Pushing vs. Towing vs. Handheld
The size of your lawn and the amount of physical labor you can handle will determine which aeration method—pushing, towing, or handheld—works best for you.
- Push aerators work best in small spaces, especially those with obstacles like playsets and trees that require a little finesse to navigate. This type of aerator most often has spikes, not hollow tines, making it better suited for lawns without compaction issues. Push and electric plug aerators are harder to find, likely because they require more effort to force the tines into the soil. If your goal is to improve compacted soil, opt for a handheld or tow-behind plug aerator.
- Handheld aerator tools come in both plug and spike varieties and are best for small lawns. A dual-handle grip (placed high on the tool to prevent back injury) and a strong foot platform allow you to step onto the tool to drive hollow tines or spikes into the soil repeatedly until the lawn is completely aerated. Aeration with handheld tools takes a little more time and physical effort, but it works. You’ll definitely get a workout.

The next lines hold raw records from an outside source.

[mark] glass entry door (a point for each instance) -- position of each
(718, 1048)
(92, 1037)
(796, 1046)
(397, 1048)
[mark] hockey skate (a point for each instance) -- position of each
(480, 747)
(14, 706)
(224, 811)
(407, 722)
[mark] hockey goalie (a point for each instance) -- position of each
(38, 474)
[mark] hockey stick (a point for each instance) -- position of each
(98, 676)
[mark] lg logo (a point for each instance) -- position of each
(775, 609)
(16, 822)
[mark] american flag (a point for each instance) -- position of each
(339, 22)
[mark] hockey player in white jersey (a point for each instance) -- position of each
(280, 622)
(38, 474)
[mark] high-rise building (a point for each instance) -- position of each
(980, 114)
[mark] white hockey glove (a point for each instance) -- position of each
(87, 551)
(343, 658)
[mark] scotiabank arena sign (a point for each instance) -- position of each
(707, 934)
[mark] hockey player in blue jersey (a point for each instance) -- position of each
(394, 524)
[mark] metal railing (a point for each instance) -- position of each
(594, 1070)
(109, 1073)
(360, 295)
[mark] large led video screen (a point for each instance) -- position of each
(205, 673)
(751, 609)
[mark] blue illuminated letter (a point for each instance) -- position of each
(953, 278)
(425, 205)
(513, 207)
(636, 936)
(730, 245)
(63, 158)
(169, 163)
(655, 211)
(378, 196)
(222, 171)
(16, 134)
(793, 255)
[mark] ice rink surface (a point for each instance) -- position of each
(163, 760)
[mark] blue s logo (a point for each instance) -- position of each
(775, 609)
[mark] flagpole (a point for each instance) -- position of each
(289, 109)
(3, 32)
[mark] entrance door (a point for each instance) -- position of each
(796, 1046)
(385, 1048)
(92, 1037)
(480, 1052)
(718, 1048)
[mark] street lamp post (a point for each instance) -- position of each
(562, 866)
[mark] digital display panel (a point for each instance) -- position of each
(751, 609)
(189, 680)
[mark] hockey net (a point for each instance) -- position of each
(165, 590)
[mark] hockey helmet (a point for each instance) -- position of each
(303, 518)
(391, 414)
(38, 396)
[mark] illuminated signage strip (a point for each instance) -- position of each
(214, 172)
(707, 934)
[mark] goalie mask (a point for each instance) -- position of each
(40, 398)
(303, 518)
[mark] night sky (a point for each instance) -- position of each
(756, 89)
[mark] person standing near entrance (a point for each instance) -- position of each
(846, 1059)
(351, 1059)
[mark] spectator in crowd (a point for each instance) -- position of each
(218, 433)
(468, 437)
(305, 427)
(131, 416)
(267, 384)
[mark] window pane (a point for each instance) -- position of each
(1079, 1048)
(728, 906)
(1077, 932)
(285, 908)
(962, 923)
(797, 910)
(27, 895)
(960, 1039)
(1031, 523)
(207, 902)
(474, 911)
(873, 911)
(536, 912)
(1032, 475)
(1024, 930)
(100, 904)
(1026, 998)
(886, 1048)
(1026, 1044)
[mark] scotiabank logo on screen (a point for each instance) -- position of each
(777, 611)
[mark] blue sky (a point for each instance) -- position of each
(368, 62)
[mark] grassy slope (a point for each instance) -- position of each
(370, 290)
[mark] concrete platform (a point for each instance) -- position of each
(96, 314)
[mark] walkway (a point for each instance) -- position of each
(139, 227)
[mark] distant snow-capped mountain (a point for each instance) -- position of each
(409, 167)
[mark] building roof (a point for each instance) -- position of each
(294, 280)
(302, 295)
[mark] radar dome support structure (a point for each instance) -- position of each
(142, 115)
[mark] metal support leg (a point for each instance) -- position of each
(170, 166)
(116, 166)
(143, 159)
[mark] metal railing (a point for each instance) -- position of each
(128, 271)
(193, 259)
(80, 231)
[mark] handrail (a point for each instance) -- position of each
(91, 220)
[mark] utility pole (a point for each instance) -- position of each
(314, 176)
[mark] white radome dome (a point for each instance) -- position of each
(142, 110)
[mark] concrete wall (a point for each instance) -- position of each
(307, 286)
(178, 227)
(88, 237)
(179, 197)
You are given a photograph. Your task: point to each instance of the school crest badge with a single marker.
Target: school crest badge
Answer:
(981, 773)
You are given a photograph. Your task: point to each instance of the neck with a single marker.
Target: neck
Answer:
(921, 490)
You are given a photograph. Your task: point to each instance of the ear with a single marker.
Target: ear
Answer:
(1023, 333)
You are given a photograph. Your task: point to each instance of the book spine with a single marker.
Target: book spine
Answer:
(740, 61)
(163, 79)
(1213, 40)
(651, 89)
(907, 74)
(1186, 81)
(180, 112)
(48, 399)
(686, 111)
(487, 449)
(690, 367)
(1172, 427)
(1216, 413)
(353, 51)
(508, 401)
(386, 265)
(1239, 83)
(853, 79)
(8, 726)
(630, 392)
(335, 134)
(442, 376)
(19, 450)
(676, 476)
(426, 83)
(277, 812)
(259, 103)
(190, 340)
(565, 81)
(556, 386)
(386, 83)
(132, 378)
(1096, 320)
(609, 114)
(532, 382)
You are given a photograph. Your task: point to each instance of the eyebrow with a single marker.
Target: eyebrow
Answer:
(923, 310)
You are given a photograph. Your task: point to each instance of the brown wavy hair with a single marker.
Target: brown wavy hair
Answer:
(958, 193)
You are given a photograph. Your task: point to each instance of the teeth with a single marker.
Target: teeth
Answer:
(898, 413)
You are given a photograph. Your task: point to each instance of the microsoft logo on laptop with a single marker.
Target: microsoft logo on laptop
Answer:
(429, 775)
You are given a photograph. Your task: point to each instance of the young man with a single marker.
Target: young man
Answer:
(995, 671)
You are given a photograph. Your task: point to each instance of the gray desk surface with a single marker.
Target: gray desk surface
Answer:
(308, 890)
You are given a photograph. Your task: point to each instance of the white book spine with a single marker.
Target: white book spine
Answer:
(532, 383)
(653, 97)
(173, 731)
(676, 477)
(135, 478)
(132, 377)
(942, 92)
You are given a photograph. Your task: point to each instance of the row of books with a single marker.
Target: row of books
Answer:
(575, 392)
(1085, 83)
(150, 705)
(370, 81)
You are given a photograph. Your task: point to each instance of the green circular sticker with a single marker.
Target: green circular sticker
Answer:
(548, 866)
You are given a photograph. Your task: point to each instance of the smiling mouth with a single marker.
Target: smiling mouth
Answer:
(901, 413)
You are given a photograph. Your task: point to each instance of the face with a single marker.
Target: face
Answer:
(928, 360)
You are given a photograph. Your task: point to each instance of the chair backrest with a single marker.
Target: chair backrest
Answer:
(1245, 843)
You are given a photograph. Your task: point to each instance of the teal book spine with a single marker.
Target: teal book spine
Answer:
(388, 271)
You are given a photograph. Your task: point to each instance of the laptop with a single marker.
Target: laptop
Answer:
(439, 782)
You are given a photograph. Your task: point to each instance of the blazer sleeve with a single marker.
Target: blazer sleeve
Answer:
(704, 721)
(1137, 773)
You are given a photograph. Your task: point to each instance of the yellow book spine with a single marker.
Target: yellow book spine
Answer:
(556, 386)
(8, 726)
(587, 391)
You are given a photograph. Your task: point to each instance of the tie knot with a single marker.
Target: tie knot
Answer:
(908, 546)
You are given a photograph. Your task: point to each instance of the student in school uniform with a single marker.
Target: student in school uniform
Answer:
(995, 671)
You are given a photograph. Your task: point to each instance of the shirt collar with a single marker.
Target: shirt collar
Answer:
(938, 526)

- If you have a riding lawn mower, you probably have a large lawn. In this case, a tow-behind aerator makes perfect sense. Connect the lawn aerator to the tow hitch on the mower and quickly cover a lot of ground. For deeper penetration, tow-behind aerators come with a tray above the tines that can hold extra weight, like cinder blocks or bricks.
Lawn aerator shoes aren’t exactly shoes. They’re more like sandals that fit over your shoes with adjustable straps and solid spikes on the soles. The idea is you can aerate the lawn while you mow. The truth is, they do more harm than good. Solid spikes don’t remove soil as they penetrate it, but force it down and to the sides, increasing compaction issues.
Our Top Picks
Check out these lawn aerators that have gotten the “thumbs-up” from do-it-yourselfers like you who want a healthier, greener yard.
1. BEST FOR MOST YARDS: Yard Butler ID-6C
The Yard Butler is the most labor-intensive aerator, but it’s especially effective for small and medium-size yards with compacted soil. With this handheld aerator, you’ll walk the yard, applying pressure with your foot to sink two hollow tines into the soil. Lift the aerator and continue moving across the lawn, repeating every 4 to 6 inches. The plug inside each tine is forced out as you press the tool into new soil. A dual-handle grip, sturdy construction, and a 37-inch height help reduce back and arm strain.
2. BEST FOR LARGE YARDS: Brinly PA-40BH
If you have a yard large enough to require a riding lawn mower, the Brinly PA-40BH plug aerator makes sense. Twenty-four hollow tines spread across the 40-inch wide aerator remove 3-inch plugs and make fast work of medium to large yards. A weight tray holds up to 150 extra pounds to force the tines deeper and its 10-inch tires will never go flat. The aerator connects quickly to any riding mower with a universal pin hitch. If you’ll be crossing over sidewalks and driveways with the aerator to access another part of the yard, you can raise and lower the tines with a lever to prevent damage to these surfaces, as well as the aerator.
3. BEST UPGRADE: Brinly SA-40BH
Ten steel stars on the 40-inch wide Brinly SA-40BH tow-behind spike aerator slice through soil up to a depth of 2 inches, making seeding and fertilizing more effective in loose soil. A universal hitch makes connecting the aerator to any riding lawn mower a breeze. For deeper penetration, add up to 110 pounds of weight to the tray above the rotating stars.